By Leah Barber
University of Chicago Lab
and Alexa Bits
Spring is in full bloom … and so are gardens all over the Chicago area. While digging and planting traditionally are associated with sprawling yards in the suburbs, urban gardens have found their way into city apartments and homes.
Katie Harris, a junior at University of Chicago Lab, started gardening with her family when she was in elementary school. “Urban gardening and farming was something that my family and I worked on gradually,” Harris explained. “We started with community plot gardening when I was in lower school and then expanded to beekeeping in the backyard, having our own vegetable plots and, finally, a chicken coop.”
And while you might not be able to imagine chickens running around your backyard, Harris said you never know what urban farming can lead to. “Gardening feels like something of a chain reaction,” she said. “Once you get started, you realize how much better organic food is and it makes you want to do it more.”
TEACHING THE CRAFT
Even city schools are getting their students outside and digging. In 2010, Marcus McVane, then a freshman, became involved in the opening of Northside’s green space for gardening. He and other students partnered with Urban Habitat Chicago to transform a space that was being used as a salt storage facility by the Chicago Department of Streets and Sanitation. The spot was converted into an urban garden, named The Joy Garden, where students now can grow corn, eggplants, kale, onions, berries and more.
McVane, now a senior and president of Northside’s Dirt Actualizer Club, said that the green space brought change to the school’s environment.
“What we wanted to do is bring agriculture to everybody,” McVane said. “Now there is a spot where kids can go, lay down in the sun, play football, do whatever, and there are no unpleasant sights around … there are gardens around them as opposed to just concrete in the rest of the city.”
Sometimes, it just takes a little digging to find an unused or unsightly outdoor spot that could be transformed into something beautiful.
IF DIY IS YOUR THING …
Starting a garden doesn’t have to be complicated, said Dave Short, a board member of Ginkgo Organic Gardens, a community garden in Uptown that donates everything it grows to local nonprofit organizations.
“Once you clear the land or grass, you need to amend it with some good-quality topsoil and some mulch,” Short said. When the land is cleared and ready, it’s time to grow.
According to Michael Repkin, one of the founders of Urban Habitat Chicago, teens are not limited in their growing options. “The vast majority of vegetable crops you would go to the supermarket for, you can grow right here in Chicago,” Repkin said. That’s right: If you see it in the produce aisle, chances are you can grow it in your backyard.
Once the seeds are planted, the real work begins. According to Short, checking on your garden every day is a must. Make sure your space is free of pests and well-watered.
Besides the obvious benefits (fresh veggies, pretty flowers, etc. …), gardening connects people with their environment, which can be hugely beneficial, according to Repkin.
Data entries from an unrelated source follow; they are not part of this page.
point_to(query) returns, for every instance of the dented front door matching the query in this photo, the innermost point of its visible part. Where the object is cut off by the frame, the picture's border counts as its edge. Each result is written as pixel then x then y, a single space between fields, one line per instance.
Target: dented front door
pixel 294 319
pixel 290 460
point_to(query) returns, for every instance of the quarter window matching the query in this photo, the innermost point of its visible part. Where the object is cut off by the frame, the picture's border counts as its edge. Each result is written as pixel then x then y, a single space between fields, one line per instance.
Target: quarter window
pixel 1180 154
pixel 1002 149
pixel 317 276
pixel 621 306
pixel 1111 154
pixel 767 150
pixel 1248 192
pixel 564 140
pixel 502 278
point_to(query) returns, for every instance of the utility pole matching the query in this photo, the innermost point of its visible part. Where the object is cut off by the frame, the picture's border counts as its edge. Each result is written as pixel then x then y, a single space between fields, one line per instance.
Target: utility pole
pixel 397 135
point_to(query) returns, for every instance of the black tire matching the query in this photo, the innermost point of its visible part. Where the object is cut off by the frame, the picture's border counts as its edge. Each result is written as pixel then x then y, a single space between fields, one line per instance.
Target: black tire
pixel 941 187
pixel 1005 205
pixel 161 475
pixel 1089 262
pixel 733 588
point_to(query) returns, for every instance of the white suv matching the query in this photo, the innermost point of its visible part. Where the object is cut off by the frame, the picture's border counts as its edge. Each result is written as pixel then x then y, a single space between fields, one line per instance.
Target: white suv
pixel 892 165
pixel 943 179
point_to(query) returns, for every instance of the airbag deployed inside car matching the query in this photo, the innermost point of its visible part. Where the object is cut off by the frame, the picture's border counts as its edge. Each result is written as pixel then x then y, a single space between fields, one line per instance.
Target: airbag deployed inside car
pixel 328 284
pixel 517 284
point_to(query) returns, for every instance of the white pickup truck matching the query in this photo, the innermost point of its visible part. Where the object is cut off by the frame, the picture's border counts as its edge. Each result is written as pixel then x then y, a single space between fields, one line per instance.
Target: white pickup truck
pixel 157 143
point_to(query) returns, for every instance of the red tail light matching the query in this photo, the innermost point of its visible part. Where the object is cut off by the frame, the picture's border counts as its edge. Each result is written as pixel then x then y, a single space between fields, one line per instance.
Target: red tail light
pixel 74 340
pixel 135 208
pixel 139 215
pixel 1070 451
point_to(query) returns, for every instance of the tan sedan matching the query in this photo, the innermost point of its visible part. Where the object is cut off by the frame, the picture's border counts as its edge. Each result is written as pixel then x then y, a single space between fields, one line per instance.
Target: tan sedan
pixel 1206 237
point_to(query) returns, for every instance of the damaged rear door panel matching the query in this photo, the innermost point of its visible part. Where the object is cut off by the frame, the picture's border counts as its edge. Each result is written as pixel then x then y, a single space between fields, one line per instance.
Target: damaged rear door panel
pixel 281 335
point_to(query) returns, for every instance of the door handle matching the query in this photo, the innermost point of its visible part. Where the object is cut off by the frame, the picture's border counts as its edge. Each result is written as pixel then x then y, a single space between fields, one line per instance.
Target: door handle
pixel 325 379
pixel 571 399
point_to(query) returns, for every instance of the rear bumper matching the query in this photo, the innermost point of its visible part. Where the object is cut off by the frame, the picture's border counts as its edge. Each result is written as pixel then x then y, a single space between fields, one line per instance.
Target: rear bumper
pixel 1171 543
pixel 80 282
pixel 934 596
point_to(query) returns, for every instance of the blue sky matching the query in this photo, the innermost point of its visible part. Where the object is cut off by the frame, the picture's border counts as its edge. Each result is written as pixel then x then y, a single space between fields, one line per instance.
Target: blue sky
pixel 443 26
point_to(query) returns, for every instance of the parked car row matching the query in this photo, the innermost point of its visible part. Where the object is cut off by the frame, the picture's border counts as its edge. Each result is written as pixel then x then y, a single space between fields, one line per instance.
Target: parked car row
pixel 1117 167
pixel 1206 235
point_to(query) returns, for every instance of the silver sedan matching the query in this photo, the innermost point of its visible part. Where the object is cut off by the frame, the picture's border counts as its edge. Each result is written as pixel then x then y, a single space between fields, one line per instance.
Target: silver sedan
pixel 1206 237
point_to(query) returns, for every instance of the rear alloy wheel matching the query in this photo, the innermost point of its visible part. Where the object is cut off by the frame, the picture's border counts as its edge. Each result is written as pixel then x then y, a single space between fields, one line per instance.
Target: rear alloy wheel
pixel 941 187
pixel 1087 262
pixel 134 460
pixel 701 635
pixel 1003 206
“Making something that might be your dinner, you’re more likely to be invested in it. You’re doing something that’s good and something that’s doing good for you, so that connection is really important,” he said.
Now, let’s say you don’t have a backyard, or maybe your parents won’t allow you to dig up the space they do have. Fret not, you can still be an urban gardener. Herb gardens, tomato plants and even potatoes can be grown on windowsills and balconies.
“You can do more than you think in a limited amount of space,” Short said.
In today’s world, it’s easy to stay inside and give in to eating fast food. Urban gardening, however, fights both of these bad habits. Being outside daily and incorporating homegrown vegetables and herbs into meals ensures a healthier lifestyle.
“I definitely find it rewarding,” Harris said. “Organic food really makes a difference in your diet. Having homegrown food makes me more confident about my health choices, and on a larger scale, being an urban gardener makes me feel better about my environment.
“It’s nice to know that I don’t buy food from large corporations who treat their chickens ruthlessly, put mass amounts of chemicals in their beehives, and drench their vegetables in pesticides. It makes you feel safe,” Harris said.